Beweislast

Zur Frage, wer notfalls die Darlegungs- und Beweislast dafür trägt, dass der Verletzte eine zumutbare andere Arbeit gefunden hätte.

Zum Sachverhalt: Im Jahre 1965 wurde der damals 34 Jahre alte Bundesbahnschlosser H bei einem Verkehrsunfall, den der Beklagte verschuldet hatte, erheblich verletzt. Er erlitt ein so genanntes stumpfes Bauchtrauma; ihm mussten operativ der Kopf der Bauchspeicheldrüse sowie ein Teil des Magens und des Zwölffingerdarms entfernt werden. Dabei wurde zur Vermeidung von Komplikationen auch die Gallenblase wegen unfallunabhängiger Krankheit herausgenommen. Der Beklagte hat in vollem Umfang für den Unfallschaden aufzukommen. Die Kläger, die Bundesbahn-Versicherungsanstalt, zahlte H zunächst Erwerbsunfähigkeitsrente auf Zeit, die 1969 in eine Dauerrente umgewandelt wurde. Sie hat den Beklagten, nachdem dessen Haftpflichtversicherer weitere Erstattung ihrer Aufwendungen verweigerte, für die Zeit vom 1. 7..1971 bis 31. 10. 1973 auf Zahlung der von ihr geleisteten Renten in Anspruch genommen. Der Beklagte hat bestritten, dass H in dem genannten Zeitraum erwerbsunfähig gewesen sei; zumindest habe er umgeschult werden können, um durch eine leichtere Arbeit, die er vor allem bei der Bundesbahn habe finden können, ausreichend zu verdienen.

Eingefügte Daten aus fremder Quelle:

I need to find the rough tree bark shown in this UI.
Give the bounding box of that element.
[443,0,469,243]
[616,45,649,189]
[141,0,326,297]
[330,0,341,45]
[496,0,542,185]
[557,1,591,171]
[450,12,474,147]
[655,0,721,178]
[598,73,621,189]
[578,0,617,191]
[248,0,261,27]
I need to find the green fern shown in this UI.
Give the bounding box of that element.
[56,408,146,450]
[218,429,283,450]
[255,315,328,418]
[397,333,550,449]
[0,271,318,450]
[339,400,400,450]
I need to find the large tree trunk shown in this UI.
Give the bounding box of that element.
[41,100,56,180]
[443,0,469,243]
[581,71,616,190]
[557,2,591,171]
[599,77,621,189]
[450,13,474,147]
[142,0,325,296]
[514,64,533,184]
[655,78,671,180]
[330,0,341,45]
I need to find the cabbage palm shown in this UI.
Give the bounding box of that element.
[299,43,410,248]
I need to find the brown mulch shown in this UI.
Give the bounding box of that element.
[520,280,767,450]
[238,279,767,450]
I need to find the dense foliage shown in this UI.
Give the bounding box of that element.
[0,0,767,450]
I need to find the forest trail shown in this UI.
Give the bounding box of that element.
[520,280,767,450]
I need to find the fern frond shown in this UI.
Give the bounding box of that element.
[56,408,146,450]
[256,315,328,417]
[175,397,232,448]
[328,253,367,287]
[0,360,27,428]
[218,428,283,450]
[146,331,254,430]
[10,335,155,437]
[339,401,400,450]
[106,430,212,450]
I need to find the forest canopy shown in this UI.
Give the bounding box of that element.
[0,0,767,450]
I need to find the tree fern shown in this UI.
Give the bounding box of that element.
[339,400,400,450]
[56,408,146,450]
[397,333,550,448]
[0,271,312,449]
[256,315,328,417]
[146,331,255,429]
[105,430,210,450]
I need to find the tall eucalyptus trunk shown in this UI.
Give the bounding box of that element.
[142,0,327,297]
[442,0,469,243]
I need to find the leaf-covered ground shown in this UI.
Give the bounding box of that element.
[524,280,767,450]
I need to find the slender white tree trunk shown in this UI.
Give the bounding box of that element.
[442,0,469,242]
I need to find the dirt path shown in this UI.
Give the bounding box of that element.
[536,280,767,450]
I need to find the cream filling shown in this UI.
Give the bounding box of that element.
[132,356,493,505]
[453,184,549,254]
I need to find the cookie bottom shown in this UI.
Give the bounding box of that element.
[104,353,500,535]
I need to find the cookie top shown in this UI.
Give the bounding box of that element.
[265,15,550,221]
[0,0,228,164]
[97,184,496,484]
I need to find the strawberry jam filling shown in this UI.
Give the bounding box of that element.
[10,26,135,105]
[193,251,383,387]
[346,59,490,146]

Das Landgericht hat die Klage abgewiesen. Das Oberlandesgericht hat ihr stattgegeben. Die Revision des Beklagten führte zur Aufhebung und Zurückverweisung.

Aus den Gründen: I. Das Berufungsgericht hält für erwiesen, dass der heutige schlechte Gesundheitszustand des H auf den Unfall, insbesondere auf die ungenügende Leistung seiner Bauchspeicheldrüse, zurückzuführen ist; dieser mache es ihm unmöglich, seinen Beruf als Schlosser weiterhin auszuüben. Die Kläger habe daher aus übergegangenem Recht Anspruch auf Erstattung der von ihr erbrachten Rentenleistung, die höher seien als der jeweilige monatliche Verdienstentgang des H. Diese Feststellung des Berufungsgerichts greift die Revision ohne Erfolg an. Mit ihrem Hinweis, es lägen objektivierbar keine krankhaften Befunde vor, den Gutachten der beiden medizinischen Sachverständigen lasse sich nicht entnehmen, dass die von H subjektiv empfundenen Beschwerden eindeutig auf die Operation und damit auf den Unfall zurückzuführen seien, setzt sie lediglich ihre eigene Beweiswürdigkeit an die Stelle derjenigen des Tatrichters. Das aber ist revisionsrechtlich unzulässig.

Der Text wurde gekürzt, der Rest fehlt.